Rock Paper Scissors in Haskell

This is a simple Rock Paper Scissors game in Haskell, it was made as an exercise in learning Haskell, especially the syntax, data constructors, and IO.

Program Design

This is a very simple program. The parts of the code that has to do with the logic is actually very short and simple, because RPS has very simple rules:

-- Player or AI can make any of these moves each turn
data Move = Rock | Paper | Scissors deriving (Show)

-- Player is the current person playing, and AI is our intelligent program!
data Winner = Player | AI | Draw deriving (Show)

-- use a throwaway function getWinner' because
-- we want to be clear that `user' is the first parameter
getWinner :: Move -> Move -> Winner
getWinner user ai = getWinner' user ai
  where getWinner' Rock Paper     = AI
        getWinner' Rock Scissors  = Player
        getWinner' Paper Scissors = AI
        getWinner' Paper Rock     = Player
        getWinner' Scissors Rock  = AI
        getWinner' Scissors Paper = Player
        getWinner' _        _     = Draw

-- a heuristics
makeAIMove :: Move
makeAIMove = Paper

I think the getWinner method is quite ugly, but I haven’t thought of a good way to write it.

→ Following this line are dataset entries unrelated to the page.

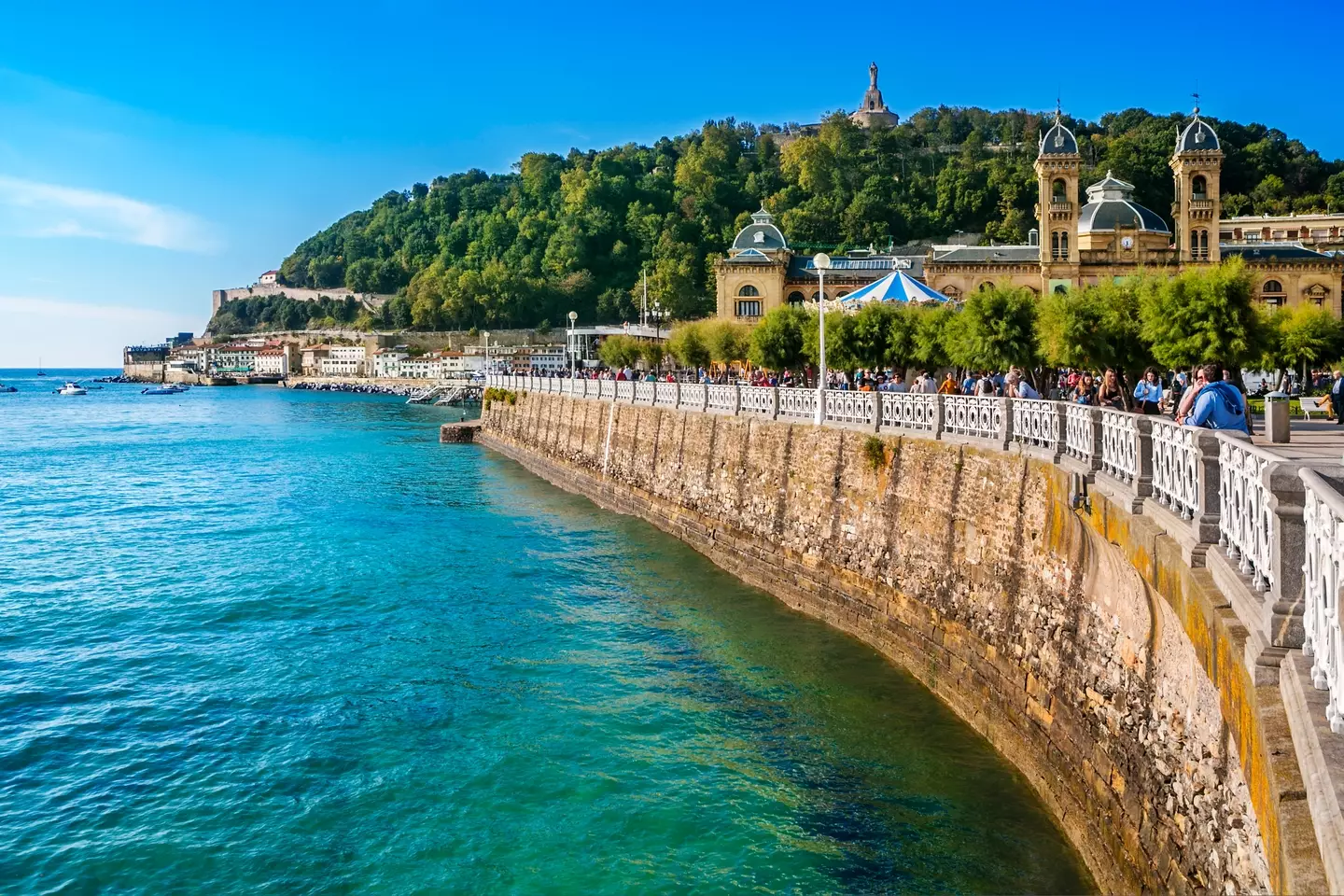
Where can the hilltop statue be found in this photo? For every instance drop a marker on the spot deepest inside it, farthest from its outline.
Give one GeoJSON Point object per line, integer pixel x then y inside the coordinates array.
{"type": "Point", "coordinates": [874, 110]}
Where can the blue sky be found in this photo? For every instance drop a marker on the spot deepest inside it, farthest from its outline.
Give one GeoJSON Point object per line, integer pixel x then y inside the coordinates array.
{"type": "Point", "coordinates": [153, 152]}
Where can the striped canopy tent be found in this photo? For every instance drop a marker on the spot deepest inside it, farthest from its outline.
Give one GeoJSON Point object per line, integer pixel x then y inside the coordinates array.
{"type": "Point", "coordinates": [897, 287]}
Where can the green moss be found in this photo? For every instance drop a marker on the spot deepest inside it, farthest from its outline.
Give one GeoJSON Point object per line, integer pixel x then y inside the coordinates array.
{"type": "Point", "coordinates": [874, 452]}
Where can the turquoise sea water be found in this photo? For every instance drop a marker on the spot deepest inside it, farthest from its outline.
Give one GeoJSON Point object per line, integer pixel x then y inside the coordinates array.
{"type": "Point", "coordinates": [268, 641]}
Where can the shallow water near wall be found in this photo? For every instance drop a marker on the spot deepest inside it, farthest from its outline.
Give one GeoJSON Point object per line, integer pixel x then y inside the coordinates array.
{"type": "Point", "coordinates": [266, 639]}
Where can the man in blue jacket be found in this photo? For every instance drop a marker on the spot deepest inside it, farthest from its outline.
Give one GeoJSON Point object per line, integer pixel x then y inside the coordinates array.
{"type": "Point", "coordinates": [1219, 404]}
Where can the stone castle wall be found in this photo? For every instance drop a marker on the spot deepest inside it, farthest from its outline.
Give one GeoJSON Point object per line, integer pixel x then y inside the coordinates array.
{"type": "Point", "coordinates": [1078, 642]}
{"type": "Point", "coordinates": [220, 296]}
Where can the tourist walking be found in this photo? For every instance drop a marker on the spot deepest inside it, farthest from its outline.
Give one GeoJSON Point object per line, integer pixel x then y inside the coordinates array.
{"type": "Point", "coordinates": [1337, 398]}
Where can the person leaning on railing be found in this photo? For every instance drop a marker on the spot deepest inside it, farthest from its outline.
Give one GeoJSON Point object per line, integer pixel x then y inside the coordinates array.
{"type": "Point", "coordinates": [1148, 394]}
{"type": "Point", "coordinates": [1215, 403]}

Maybe I can differentiate the Move to UserMove or AIMove, something along those lines, so I can make use of the type checker to ensure what that the arguments are fed correctly.

The AI is currently really smart, reason is that I’m not concerned with learning about random numbers now, I just want this to be an exercise in writing Haskell, doing IO and some other stuff.

Interaction with User

This is a text-based game, so there are quite a few instances where the program prints a line, and gets another line of input from the user, which resulted in me writing this helper:

getResponse :: String -> IO String
getResponse s = putStrLn s >> getLine

The >> operator basically discards whatever output putStrLn s gives. This is required because getLine does not take any arguments.

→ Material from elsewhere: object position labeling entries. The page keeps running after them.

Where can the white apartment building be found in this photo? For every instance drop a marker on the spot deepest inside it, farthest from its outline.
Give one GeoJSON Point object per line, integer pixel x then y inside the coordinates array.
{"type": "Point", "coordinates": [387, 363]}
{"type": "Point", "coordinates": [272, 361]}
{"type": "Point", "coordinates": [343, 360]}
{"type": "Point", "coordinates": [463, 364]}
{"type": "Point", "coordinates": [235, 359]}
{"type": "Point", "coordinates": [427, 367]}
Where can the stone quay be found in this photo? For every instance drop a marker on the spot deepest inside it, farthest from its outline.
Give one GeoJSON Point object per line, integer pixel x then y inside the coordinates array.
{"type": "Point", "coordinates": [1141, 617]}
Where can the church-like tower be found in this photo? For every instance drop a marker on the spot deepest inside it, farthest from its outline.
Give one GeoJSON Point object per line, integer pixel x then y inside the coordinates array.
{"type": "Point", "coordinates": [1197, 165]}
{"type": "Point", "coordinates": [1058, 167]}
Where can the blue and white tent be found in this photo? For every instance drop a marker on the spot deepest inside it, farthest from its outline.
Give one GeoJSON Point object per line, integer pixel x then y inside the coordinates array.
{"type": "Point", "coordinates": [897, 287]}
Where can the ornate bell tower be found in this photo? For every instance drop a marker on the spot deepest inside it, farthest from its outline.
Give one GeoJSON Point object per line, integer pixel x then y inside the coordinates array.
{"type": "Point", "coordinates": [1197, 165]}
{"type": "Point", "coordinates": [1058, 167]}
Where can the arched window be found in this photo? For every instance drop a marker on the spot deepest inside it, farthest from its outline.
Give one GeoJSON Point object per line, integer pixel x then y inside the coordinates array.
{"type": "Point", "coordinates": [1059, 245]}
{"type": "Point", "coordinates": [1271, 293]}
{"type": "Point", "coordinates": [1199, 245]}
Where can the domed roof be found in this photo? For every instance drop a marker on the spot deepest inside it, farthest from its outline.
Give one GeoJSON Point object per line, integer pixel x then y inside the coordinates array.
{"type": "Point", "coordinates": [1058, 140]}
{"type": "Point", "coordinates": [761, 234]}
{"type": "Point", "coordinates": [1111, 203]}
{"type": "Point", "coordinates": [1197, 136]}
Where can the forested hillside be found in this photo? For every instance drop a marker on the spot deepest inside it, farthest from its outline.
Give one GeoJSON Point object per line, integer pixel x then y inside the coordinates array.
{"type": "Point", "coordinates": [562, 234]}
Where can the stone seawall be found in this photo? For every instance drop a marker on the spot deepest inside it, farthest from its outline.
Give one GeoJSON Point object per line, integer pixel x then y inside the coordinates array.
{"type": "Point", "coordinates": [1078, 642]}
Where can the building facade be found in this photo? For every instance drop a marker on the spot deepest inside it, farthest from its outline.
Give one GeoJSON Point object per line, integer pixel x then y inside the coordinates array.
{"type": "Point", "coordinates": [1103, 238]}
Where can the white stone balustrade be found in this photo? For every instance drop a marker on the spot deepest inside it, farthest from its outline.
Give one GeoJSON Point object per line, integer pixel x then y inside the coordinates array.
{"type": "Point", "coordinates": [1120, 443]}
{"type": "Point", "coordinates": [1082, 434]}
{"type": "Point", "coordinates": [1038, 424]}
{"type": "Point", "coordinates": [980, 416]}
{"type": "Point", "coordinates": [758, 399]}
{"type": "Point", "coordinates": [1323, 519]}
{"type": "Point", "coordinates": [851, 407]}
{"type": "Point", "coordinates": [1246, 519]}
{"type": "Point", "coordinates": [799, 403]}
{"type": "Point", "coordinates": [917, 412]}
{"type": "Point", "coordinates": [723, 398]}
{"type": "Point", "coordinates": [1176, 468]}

Initially I wanted to define all the interaction strings else where, thereby removing magic constants, and also stick to the DRY principle:

welcomeMessage :: String
welcomeMessage = "Lets play Rock Paper Scissors"

But I found this to be too verbose and distracting. I decided that instead of doing this, I should refactor it such that a string is only used at a single place. I made good progress with that, and the only String that is repeated is the prompt/insructions.

Handling invalid input

I handled invalid input using Either and recursion. Either allows me to determine if the user’s input was valid or not, and this check is done by convertToMove:

-- handle invalid cases
convertToMove :: String -> Either String Move
convertToMove input = convert $ map toLower input
  where convert "r" = Right Rock
        convert "s" = Right Scissors
        convert "p" = Right Paper
        convert _   = Left "I don't know that move!"

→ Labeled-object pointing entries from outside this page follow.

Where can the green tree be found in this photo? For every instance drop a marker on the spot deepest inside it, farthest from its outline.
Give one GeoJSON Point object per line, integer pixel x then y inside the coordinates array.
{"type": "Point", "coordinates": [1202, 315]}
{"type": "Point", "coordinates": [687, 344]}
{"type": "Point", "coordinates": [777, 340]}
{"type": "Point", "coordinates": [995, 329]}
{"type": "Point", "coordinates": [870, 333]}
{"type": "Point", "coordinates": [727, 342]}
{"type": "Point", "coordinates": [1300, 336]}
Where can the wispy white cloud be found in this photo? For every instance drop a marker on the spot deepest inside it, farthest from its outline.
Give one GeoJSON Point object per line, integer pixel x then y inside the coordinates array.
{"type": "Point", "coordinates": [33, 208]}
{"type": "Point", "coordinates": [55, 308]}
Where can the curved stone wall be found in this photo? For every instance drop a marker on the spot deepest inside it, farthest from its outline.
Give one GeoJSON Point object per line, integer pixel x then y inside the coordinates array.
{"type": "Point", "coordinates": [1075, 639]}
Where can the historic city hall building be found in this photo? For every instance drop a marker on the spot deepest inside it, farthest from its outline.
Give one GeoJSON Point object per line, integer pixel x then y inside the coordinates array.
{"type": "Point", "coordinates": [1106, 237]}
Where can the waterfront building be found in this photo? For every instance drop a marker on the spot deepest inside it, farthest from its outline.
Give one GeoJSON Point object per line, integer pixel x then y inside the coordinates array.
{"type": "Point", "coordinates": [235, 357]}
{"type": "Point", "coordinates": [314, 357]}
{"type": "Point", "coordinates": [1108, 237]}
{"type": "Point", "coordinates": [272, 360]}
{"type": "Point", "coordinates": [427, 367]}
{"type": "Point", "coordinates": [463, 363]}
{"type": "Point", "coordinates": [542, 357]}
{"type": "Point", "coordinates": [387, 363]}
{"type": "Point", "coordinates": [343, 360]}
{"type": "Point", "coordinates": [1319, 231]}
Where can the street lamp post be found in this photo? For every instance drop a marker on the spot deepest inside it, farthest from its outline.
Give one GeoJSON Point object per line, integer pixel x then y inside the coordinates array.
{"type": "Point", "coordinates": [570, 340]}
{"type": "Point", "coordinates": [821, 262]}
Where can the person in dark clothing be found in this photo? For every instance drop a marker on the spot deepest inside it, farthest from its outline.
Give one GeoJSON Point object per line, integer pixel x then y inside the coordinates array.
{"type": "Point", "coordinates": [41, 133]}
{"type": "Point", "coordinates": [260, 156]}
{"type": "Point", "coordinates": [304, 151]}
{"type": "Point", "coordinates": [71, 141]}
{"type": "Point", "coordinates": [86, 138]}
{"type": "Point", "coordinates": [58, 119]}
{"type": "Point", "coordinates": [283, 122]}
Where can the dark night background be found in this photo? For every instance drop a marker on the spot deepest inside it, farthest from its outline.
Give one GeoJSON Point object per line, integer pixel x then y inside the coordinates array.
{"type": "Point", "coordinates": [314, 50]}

The above function is called by another function, getValidMove, whos job is to get a valid move from the user. By pattern matching against the value of convertToMove, it can either display the error message when it is a Left, and recursively call itself, or it will return the Move.

getValidMove :: IO Move
getValidMove = do
  userMove <- convertToMove <$> getResponse "What's your move?"
  case userMove of
    Left msg -> do
      putStrLn msg
      putStrLn "R for rock, P for paper, S for scissors."
    Right m  -> return m

This is called from within the game function. game runs a single round of RPS, which is marked by an outcome, or a Winner.

game :: IO ()
game = do
  userMove <- getValidMove
  play userMove makeAIMove
  choice <- getResponse "Continue? Y/N"
  continue choice
    where play m ai = putStrLn $ announceWinner $ getWinner m ai
          continue "y" = game
          continue _ = do putStrLn "Thanks for playing!"

announceWinner’s role is to give the correct String output given an outcome of a game. This is to showcase how creative I can be with messages :P

-- Gives the correct anouncement String for different outcomes of the game
announceWinner :: Winner -> String
announceWinner AI     = "The AI won :)"
announceWinner Draw   = "It was a draw!"
announceWinner Player = "Yay you won!"

As explained above, getValidMove will always give a IO Move, so the value of userMove is always a Move. This delegation of retrieving and validating the user’s input for a move simplifies this function. I should adopt this way of building and composing functions more.

The entire program runs in the main function:

main :: IO ()
main = do
  -- Message to user when the user first runs this program
  putStrLn "Lets play Rock Paper Scissors"
  -- Instructions on ohw to play this game
  putStrLn "R for rock, P for paper, S for scissors."

This function is extremely simple, it just prints a welcome message and instructions for new players.

So that’s it, my first haskell program from scratch! Pretty happy with it now, next idea I will try is probably another simple game, like tic tac toe or some.